Sugeriu que malfeitores fossem "depositados" no meio da Amazônia. Eles não ficariam presos, mas soltos na mata. Poderiam "conviver com animais".

Um colega brincou com o absurdo da ideia. "O que o senhor tem contra a selva amazônica para fazer uma proposta desse gênero? [...] Acho que se eles forem espertos o bastante para chegarem perto de Manaus vão matar mais pessoas e nós estaríamos sendo responsáveis." Bolsonaro não se perturbou: "Garanto que não chegam".

Bolsonaro mencionou o controle da natalidade em duas ocasiões, sem esclarecer como pretendia fazê-lo. O vereador duvidava de métodos contraceptivos: "Não adianta vir com paliativo, mostrar folhetinhos para a população carente que é analfabeta".

Bolsonaro relacionou, de forma pouco clara, o aumento da população à falta de qualificação profissional dos mais pobres. 
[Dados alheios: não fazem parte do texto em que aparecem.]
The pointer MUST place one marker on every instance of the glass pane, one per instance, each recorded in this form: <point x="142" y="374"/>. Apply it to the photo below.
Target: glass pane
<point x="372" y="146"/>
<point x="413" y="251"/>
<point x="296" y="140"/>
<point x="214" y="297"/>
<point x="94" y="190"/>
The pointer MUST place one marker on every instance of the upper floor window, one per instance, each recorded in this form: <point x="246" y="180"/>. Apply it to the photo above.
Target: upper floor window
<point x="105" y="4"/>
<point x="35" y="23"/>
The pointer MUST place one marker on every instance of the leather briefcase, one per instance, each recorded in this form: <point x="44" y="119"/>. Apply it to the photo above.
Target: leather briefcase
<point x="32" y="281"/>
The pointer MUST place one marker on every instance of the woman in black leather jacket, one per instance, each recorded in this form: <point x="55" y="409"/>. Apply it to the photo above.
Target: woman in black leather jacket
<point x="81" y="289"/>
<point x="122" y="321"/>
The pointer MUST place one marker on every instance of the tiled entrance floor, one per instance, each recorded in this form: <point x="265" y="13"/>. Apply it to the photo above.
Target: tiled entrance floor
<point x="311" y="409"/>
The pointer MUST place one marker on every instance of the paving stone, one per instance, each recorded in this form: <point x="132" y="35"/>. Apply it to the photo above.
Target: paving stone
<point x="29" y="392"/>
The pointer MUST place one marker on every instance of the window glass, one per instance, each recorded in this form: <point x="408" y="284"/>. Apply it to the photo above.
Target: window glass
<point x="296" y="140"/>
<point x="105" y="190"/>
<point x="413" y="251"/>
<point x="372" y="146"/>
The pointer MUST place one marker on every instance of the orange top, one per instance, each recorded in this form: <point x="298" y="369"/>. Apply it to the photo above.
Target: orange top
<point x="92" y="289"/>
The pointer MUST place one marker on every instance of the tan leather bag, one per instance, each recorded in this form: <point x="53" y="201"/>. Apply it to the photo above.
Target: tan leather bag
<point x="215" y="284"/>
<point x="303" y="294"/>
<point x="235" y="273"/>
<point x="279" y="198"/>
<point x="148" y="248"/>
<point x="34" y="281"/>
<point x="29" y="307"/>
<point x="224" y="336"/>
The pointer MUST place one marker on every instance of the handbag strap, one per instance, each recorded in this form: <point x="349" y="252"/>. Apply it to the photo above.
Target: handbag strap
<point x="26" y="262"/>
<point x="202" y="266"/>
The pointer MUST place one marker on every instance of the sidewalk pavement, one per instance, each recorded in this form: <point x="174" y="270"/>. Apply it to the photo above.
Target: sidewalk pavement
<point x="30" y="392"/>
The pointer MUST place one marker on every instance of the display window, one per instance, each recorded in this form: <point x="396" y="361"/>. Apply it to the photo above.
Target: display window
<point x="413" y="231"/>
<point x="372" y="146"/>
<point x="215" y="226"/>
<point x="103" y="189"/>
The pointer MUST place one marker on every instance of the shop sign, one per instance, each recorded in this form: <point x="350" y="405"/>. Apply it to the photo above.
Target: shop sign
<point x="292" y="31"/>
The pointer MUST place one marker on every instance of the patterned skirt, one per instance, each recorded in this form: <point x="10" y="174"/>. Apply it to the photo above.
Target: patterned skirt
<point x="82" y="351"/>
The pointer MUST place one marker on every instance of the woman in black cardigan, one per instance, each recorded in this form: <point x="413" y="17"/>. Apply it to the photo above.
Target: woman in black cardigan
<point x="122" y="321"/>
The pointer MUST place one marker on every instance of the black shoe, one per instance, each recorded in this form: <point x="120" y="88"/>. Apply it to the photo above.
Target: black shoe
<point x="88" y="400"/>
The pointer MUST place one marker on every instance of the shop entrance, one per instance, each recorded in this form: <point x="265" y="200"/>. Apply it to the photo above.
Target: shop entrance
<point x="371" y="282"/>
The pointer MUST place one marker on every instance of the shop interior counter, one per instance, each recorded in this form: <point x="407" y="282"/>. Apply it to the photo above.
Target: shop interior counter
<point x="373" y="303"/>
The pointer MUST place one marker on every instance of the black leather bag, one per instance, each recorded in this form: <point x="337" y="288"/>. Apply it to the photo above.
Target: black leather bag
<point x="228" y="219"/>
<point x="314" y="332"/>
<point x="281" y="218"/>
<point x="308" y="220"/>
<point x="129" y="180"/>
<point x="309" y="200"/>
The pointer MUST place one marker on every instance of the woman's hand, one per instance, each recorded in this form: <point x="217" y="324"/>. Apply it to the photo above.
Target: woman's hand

"A mão de obra excedente no Brasil é dessa classe mais carente, que não sabe fazer nada. Eu recebo de vez em quando alguns ex-soldados em meu gabinete, então digo 'companheiro, vou te empregar onde? O que você sabe fazer?' E ele responde: 'Sei puxar cordinha de canhão, sei rastejar, sei fazer faxina'. Vou colocá-lo onde? Com que cara vou solicitar para um amigo meu um emprego para uma pessoa que não tem uma qualificação como essa?"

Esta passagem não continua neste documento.